With her market-tracking charts under her arm, Alice Kelley walked the notoriously macho trading floor of the Chicago Mercantile Exchange.
She mostly avoided entering the rough and tumble trading pits and placed orders through brokers who’d enter the fray on her behalf to buy or sell. But she could hold her own on the rare occasion she did.
“It was a physical thing down there in the pit. Some of the younger guys who came there to make their fame and fortune were pretty male chauvinistic, and she wouldn’t put up with it,” said Ygal Baruch, a friend and fellow trader. “She would read you the riot act, and say, ‘You’re not in high school any more, and you’re not going to push me around.’”
Ms. Kelley, who began trading at the Mercantile Exchange in the 1970s and became a member of the Index and Option Market in the 1980s, didn’t have many such run-ins. Experienced traders knew and respected her.
Ms. Kelley died Oct. 16 from lung cancer. She was 73.
Trading was practically in her blood. Ms. Kelley’s late mother, Sonia Fahrney-Kelley, was one of the first female commodity traders in Chicago.
Ms. Kelley grew up, in part, in a swanky Gold Coast hotel, where her parents stayed, friends said. Her father, James Fahrney-Kelley, was a physician and an investor.
She was a child prodigy who began attending Lake Forest College at age 14. Due to an administrative error, she was placed in a dorm with seniors, according to author Cari Lynn, who extensively interviewed Ms. Kelley for a book about female traders called “Leg the Spread: A Woman’s Adventures Inside the Trillion-Dollar Boys Club of Commodities Trading.”
“I was their mascot, so to speak,” Ms. Kelley, who was an only child, recalled in the book.
After graduation, Ms. Kelley’s mother discouraged her from getting into trading but soon realized it was a losing effort and showed her the ropes.
After the markets closed, Ms. Kelley could be found in a private club at the Mercantile Exchange, where a number of traders she was friendly with would sit for hours and chat about anything and everything.
“She was a walking encyclopedia,” said Bill Gruzynski, a friend and fellow trader. “She could talk about anything because she’d probably read four books about it.”
Ms. Kelley, who lived in the Presidential Towers downtown, had a collection that became so large that she rented a separate apartment in the same building just to store her books, friends said.
Ms.
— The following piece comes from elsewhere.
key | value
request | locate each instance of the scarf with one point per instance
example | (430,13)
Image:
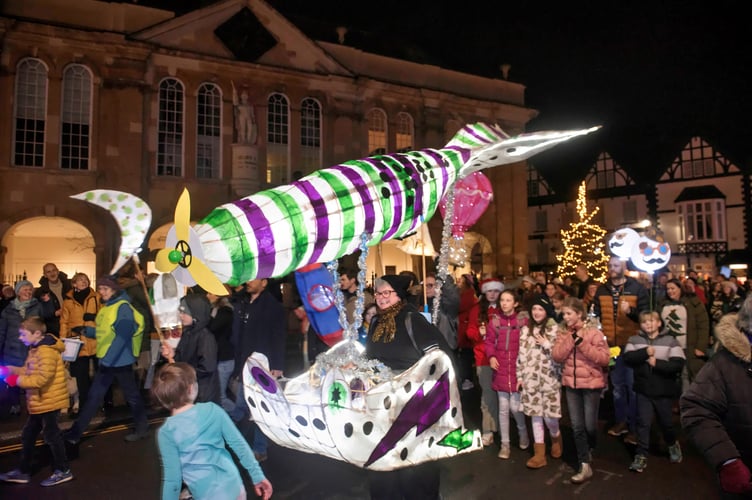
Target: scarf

Kelley enjoyed regular trips to Las Vegas and loved hosting election night parties. In 2008, when Barack Obama was elected president, she held her party at the Metropolitan Club in the Willis Tower, and guests watched in amazement as crowds flocked to Grant Park for Obama’s victory speech.
As digitization diminished the traditional trading floor, Ms. Kelley worked from an office and later from a computer at her home.
“Alice was a master analyst,” said friend and former trader Joe Kline. “I met her as a young trader, and she just looked like somebody I should try to get to know because she was just insanely intelligent and a really great trader, and I thought I could learn something from her.”
Ms. Kelley was very generous and was known for picking up restaurant tabs, friends recalled.
“We always used to meet her for dinner at the Grand Lux on Michigan Avenue, and on one occasion, it was her birthday, and I said, ‘Alice, I’m paying,’ and I told the waiter, too, because she always picked up the check as soon as you went to the bathroom,” recalled Baruch with a laugh.
“But she did it again. She told the waiter I was cheap, and she’d provide a better tip,” he said.
“She was respected by all who knew her,” said friend and fellow trader Tim Clark. “She was thoughtful and did not flaunt her success.”
Ms. Kelley wasn’t the first female trader, but she was among a group that can be considered pioneers in the industry, Lynn said.
“She was a very generous, eccentric person. And she really was a trailblazer. There just really weren’t that many women around,” she said.
A private memorial is being planned.